After Eaton’s went under in 1999 and Target purchased Zellers but then failed miserably in Canada, there were but three major players left standing: The Bay and Sears, in the category of major department stores, and Walmart, in the category of large discount stores.

 

Sears’ presence in Canadian shopping centres

The potential closure of Sears, which still has 104 department stores in operation (excluding Sears Home (26), Corbeil (32) and HomeTown stores (69)), would create approximately 13.2 million square feet of vacant space in shopping centres. This spells bad news for shopping centre owners, who are still having a hard time finding tenants for empty Target stores.

Which owners will be most affected if Sears goes out of business?

Table showing premises occupied by Sears per shopping centre owner (2017)

The percentage of the leasable area currently occupied by Sears among Sears’ 10 largest lease holders is significant. However, these figures at first glance overemphasize the likely impact on each shopping centre owner:

  • First, these high percentages do not reflect the percentage of total income these rents represent (e.g. Sears pays much lower rent per sq. ft. than regular-size stores).
  • Second, long gone are the days when Sears was the major generator of shopping centre traffic. As a result, Sears closing its doors will likely have a minimal impact on the centre’s productivity.

 

Opportunities for shopping centre owners

While closures would pose the short-term problem of vacancy for shopping centre owners, it is not unsurmountable in the medium term.
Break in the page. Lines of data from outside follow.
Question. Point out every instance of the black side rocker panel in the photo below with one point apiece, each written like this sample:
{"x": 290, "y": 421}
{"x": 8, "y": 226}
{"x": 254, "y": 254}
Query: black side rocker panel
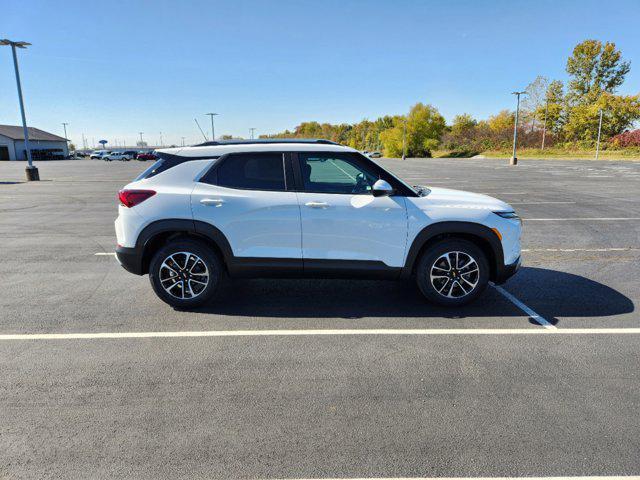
{"x": 132, "y": 259}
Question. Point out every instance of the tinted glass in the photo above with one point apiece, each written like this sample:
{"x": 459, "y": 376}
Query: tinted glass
{"x": 335, "y": 173}
{"x": 252, "y": 171}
In fact, a few years ago, in an effort to replenish its coffers, Sears sold its leases at a high price to the owners of some of Canada’s leading shopping centres, which quickly replaced the store with Nordstrom. There is no easy solution that works for every shopping centre, but owners have the opportunity to take a close look at their options so they can use Sears’ departure to breathe new life into their centres. A few things to consider:

  • The best centres may be able to attract new retailers to fill the spaces or arrange for current tenants in need of a larger sales floor to move into them.
  • Online sales have contributed to a drop in foot traffic in shopping centres, and in-store sales have suffered. New consumer trends, particularly among millennials looking for new experiences, such as those involving food, could lead some developers to propose food halls and other food-related concepts that boost shopping centre traffic and has no possible online equivalent.
  • The entertainment industry is another avenue worth exploring.
  • Some shopping centres with an aging customer base might decide to offer opportunities for medical clinics and other local services.
  • Lastly, some of the centres will struggle more than others. One possible solution is to demolish the vacant spaces and replace them with other types of structures, such as homes and offices. Many shopping centre owners are currently investigating income-generating intensification opportunities such as purpose-built rental apartments. Keep in mind that these centres often take up prime urban real estate that is highly sought after by other types of users.
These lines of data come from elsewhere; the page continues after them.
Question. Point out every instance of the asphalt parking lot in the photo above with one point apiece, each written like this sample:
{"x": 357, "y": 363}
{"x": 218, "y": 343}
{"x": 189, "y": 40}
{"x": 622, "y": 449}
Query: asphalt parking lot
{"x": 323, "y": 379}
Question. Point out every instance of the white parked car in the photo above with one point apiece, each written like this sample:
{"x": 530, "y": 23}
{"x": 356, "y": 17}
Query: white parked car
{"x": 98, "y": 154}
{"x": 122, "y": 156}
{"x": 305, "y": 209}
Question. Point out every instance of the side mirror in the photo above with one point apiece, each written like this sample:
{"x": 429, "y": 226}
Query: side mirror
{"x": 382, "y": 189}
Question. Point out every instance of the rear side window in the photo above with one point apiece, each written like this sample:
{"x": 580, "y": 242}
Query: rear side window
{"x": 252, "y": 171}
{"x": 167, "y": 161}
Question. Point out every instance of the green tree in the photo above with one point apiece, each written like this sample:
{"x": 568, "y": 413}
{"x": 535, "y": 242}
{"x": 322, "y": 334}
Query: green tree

The retail industry is constantly changing, and it comes as no surprise that there are new, winning formulas as well as setbacks. For over a century, the department store model was a titan on the retail scene. Department stores popped up in every major Canadian city and were a major contributor to the creation of the commercial centres we know today. This had a significant influence on our shopping habits. Retailers, managers and owners of shopping centres must adapt and explore new solutions if they are to survive the challenges they face today.